You may have read by now the official lie about this treatment, which is that it “simulates” the feeling of drowning. This is not the case. You feel that you are drowning because you are drowning—or, rather, being drowned, albeit slowly and under controlled conditions and at the mercy (or otherwise) of those who are applying the pressure. The “board” is the instrument, not the method. You are not being boarded. You are being watered. This was very rapidly brought home to me when, on top of the hood, which still admitted a few flashes of random and worrying strobe light to my vision, three layers of enveloping towel were added. In this pregnant darkness, head downward, I waited for a while until I abruptly felt a slow cascade of water going up my nose. Determined to resist if only for the honor of my navy ancestors who had so often been in peril on the sea, I held my breath for a while and then had to exhale and—as you might expect—inhale in turn. The inhalation brought the damp cloths tight against my nostrils, as if a huge, wet paw had been suddenly and annihilatingly clamped over my face. Unable to determine whether I was breathing in or out, and flooded more with sheer panic than with mere water, I triggered the pre-arranged signal and felt the unbelievable relief of being pulled upright and having the soaking and stifling layers pulled off me. I find I don’t want to tell you how little time I lasted.

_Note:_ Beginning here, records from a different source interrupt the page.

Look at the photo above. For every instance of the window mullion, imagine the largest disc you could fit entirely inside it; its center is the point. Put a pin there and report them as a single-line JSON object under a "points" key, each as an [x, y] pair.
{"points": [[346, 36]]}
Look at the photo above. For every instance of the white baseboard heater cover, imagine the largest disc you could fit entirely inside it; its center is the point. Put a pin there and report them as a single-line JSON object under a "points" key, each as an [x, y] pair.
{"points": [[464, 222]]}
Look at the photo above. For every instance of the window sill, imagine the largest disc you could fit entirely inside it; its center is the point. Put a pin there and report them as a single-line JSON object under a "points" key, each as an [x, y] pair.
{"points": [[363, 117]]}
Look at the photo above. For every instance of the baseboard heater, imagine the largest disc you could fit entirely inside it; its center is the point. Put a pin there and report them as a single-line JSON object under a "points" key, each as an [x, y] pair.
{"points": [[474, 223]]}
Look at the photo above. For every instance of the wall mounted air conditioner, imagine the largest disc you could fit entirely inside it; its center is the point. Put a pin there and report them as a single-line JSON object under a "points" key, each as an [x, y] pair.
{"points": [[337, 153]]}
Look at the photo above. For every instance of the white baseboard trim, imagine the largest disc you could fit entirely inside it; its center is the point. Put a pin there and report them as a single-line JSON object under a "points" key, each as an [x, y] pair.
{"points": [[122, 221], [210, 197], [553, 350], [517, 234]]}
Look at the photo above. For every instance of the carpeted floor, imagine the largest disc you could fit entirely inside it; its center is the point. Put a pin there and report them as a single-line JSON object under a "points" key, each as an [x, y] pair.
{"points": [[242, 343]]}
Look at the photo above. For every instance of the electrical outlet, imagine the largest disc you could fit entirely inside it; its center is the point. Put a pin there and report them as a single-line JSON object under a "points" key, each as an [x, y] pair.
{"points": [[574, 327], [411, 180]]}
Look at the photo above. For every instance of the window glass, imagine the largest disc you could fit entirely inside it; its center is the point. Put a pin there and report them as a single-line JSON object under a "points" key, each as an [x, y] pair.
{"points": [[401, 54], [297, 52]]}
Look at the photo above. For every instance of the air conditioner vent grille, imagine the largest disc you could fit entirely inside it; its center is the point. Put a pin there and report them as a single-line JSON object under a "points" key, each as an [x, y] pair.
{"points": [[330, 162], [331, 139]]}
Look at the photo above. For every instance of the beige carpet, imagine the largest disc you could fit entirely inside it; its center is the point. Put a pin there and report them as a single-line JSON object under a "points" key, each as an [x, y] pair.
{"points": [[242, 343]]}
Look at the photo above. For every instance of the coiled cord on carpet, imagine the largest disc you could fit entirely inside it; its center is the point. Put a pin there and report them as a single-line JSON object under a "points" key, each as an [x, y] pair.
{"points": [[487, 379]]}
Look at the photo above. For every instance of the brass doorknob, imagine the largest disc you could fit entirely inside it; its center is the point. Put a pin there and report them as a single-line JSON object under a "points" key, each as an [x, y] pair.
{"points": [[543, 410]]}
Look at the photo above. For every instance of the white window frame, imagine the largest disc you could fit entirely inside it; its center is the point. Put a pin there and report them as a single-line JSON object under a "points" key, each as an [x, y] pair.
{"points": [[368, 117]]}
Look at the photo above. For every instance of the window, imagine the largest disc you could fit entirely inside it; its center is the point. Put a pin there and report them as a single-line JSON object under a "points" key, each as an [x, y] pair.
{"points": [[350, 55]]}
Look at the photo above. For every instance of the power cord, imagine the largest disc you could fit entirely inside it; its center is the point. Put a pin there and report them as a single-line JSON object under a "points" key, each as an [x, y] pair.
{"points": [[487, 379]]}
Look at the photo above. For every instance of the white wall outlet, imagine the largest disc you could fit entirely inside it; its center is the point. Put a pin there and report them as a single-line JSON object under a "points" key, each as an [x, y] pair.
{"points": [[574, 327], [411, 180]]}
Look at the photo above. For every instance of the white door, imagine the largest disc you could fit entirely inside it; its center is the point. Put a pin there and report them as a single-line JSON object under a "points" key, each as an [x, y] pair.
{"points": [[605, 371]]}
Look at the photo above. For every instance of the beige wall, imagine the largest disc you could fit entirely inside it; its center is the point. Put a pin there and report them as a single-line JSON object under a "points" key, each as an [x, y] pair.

This is because I had read that Khalid Sheikh Mohammed, invariably referred to as the “mastermind” of the atrocities of September 11, 2001, had impressed his interrogators by holding out for upwards of two minutes before cracking….

And here’s the video.

Incidentally, even while cheering the war Hitchens has previously spoken out against torture, for example here. But it seems to me that his language then was deliberately obscure and clouded with rhetorical and irrelevant questions. (I say “deliberately” because he is a master of prose and certainly knows how to make his meaning clear when he chooses to.) This time, he couldn’t have put things more plainly.

More on the Pen Pricks

An inside look at the “Johann Bach” hoax is here. Very nicely done.

The fake “press release” that conned almost the entire Indian media is linked there, and I can’t believe anyone fell for it. Leaving aside the amateurish logo, the suspicious names, the bumpy language and so on, here’s a minor detail on the top right of the letterhead: the address of the police, which they say is “a slight variation of the official address of Berlin police”:

Perus Narkp
13/108
Town Berlin Polize
Shede Road
Berlin VT 05602
802-223-4409
802-223-4415

Yes, that’s a slight variation — of the address of the police at Berlin, Vermont. (Says so right there, if you’re familiar with US state abbreviations.)

Via Abi, here’s Siddharth Varadarajan’s take on the affair. He notes that “Even if the journalists did not know there was no concentration camp with the name ‘Marsha Tikash Whanaab,’ a quick search on the Internet might have at least triggered a warning light”, and sanctimoniously lists the several media organisations that failed to perform such a check; but he omits the story from his own newspaper, who, though it (to its credit) displays some skepticism, does not seem to have benefited from the quick Internet search he suggests.

Wildlife protection, Indian style

Man rescues abandoned bear cub and brings her up with his daughter. Man put in jail. cub put in jail zoo. Way to go, forest department.